Mayank Shekhar: The inherent sauciness of Sanjay Mishra

18 July,2018 07:00 AM IST |  Mumbai  |  Mayank Shekhar

Should fame follow the usual, age-related upward trajectory, as it does with regular jobs, and money? In the arts, I think so

Sanjay Mishra in a still from Aankhon Dekhi


Actor Sanjay Mishra is only two years older than Salman Khan. He looks much older, of course. What's common between him and Salman - something he's shared with the super-star as well - is the several times both have found love (in life); which is of course better than never.

Mishraji - born in Darbhanga (Bihar), raised in Varanasi (UP), educated at the National School of Drama (Delhi), who's worked professionally in Mumbai - says he's inevitably ended up attracting (or being attracted to) "English type" women. By which he refers not to the British, but to Indian, urbane, Anglicised women, basically.

One such date he gifted a Lucknawi kurta on their first night-out to a fancy restaurant. That 'chikan' kurta would be incomplete without some post-dinner paan they picked up on the way back. While in his fancy car, the woman didn't know what to do with the betel-juice bottling her mouth.

Simple, he explained. Adorably 'theth' (rustic) as Mishraji is, he spat out the 'peek' (red juice) from his mouth, right across the backseat to the window next to her. Except, the window wasn't rolled up. Her kurta got totally stained. He dropped her home; and I'm sure left for his own.

What does this anecdote that Mishraji tells me, in conversation, before a packed hall in Kanpur - that had come down to watch him, despite the World Cup and Wimbledon finals the same night - instantly reveal about this 54-year-old popular actor?

That fame, especially attained relatively late, might not so easily be able to diminish an inherent earthiness, and most importantly, supreme confidence over who one really is - in Mishraji's case, a "purbi" (Eastern) "rangmanchiya", as he describes himself, treating life as theatre, and absolutely everyone in it, at any point, an audience.

Mishraji has been around in Mumbai since 1991. This is when he joined the TV series Chanakya, screwing up his first day at work so badly that he had to give 28 takes for his first shot, at which point even the director left him alone to figure it out. Ever since, audiences have seen him gradually prove his mettle in bit, or relatively bigger roles, in films (Satya, Bunty Aur Babli), and television (as commentator 'Apple Singh' during '99 World Cup, or in popular shows like Sorry Meri Lorry, Office Office).

Public acceptance/validation can be as unpredictable as it's inexplicable sometimes. For, few may recall the Rohit Shetty comedy All The Best (2009). But absolutely everyone remembers his line, delivered like a cross between villains Pran and Jeevan: "Dhondu? Just chill!" What does that even mean? Nothing.

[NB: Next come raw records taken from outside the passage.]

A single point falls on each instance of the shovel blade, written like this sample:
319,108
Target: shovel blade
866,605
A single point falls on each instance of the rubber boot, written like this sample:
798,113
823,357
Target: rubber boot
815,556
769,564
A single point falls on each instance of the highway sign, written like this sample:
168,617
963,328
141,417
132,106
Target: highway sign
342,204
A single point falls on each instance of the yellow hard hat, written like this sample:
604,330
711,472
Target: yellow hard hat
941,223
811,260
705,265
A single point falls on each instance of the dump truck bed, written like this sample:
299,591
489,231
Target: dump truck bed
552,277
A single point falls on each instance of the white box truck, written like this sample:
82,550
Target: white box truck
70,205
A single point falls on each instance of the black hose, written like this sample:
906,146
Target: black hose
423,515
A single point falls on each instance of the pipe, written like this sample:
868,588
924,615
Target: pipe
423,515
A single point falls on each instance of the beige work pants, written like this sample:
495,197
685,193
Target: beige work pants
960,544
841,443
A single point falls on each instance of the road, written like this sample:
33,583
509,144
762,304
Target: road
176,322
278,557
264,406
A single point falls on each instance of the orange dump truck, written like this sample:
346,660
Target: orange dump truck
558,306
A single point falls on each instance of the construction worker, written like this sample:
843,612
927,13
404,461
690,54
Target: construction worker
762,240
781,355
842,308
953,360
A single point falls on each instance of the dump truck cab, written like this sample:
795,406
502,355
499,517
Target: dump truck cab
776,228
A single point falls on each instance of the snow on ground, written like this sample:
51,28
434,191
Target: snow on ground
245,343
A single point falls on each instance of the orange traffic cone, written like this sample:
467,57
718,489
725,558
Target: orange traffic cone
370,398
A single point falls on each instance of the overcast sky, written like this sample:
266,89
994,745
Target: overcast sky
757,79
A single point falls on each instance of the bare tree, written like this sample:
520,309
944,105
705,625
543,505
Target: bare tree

The film that will mean a lot more to audiences much after he's gone is in fact Rajat Kapoor's Aankhon Dekhi (2014) that happened to him only when he turned 50. It opened a gateway to lead roles for him, even rewardingly contrasting ones sometimes. He says, "In Aankhon Dekhi, I played a man who won't believe anything, until he sees it. In Kadvi Hawa (2017; on climate change), I couldn't see anything (was blind), but could feel enough to warn against an impending fate."

The actual turning point in Mishraji's life, as he puts it, happened when he had a health-scare in his late 40s, that inevitably got him to face mortality more closely, given his father passed away soon after. Frankly, Mishraji is the most 'woke' human I've ever met - always in character - who ironically also argues for everyone to simply, "jage raho (stay awake)," and nothing else.

It's a hard thing to do, especially in an inward-looking show-business, where talent is wholly subjective; achievement is constantly measured against someone else's (there's always the other doing better than you, perhaps undeservedly so); hierarchies change every few weeks; ambition's a bitch, and can drive one towards consistent self-destruction. At any rate, everybody's existence seems designed towards being a perennial 'struggler' - no matter what the intangible success-rate.

Until recently, after being around for over two decades, Mishraji himself would've been termed a struggler in an industry with a traditional class system, where anybody who's not a "star" is supposed to be a "character actor", as if lead actors don't play characters (they probably play themselves!). Sure, that's changing. But Mishraji looks, talks, chats the same way. Maybe this has something to do with the fact that he's always seen himself as living the "life of a kalakaar" (artiste), rather than an actor alone.

He plays the sitar, composes music, paints, cooks, writes poetry, has been a prolific photographer, assisted on cinematography, been an art-director, directed a feature film… The fact that he can't be himself (because of fame) scares him shitless.

It shouldn't. If acting doesn't quite work out, spiritual guru could still be an alternate profession among several to choose from. By the way, Shirdi's Sai Baba's is the one role he really wants to play on screen.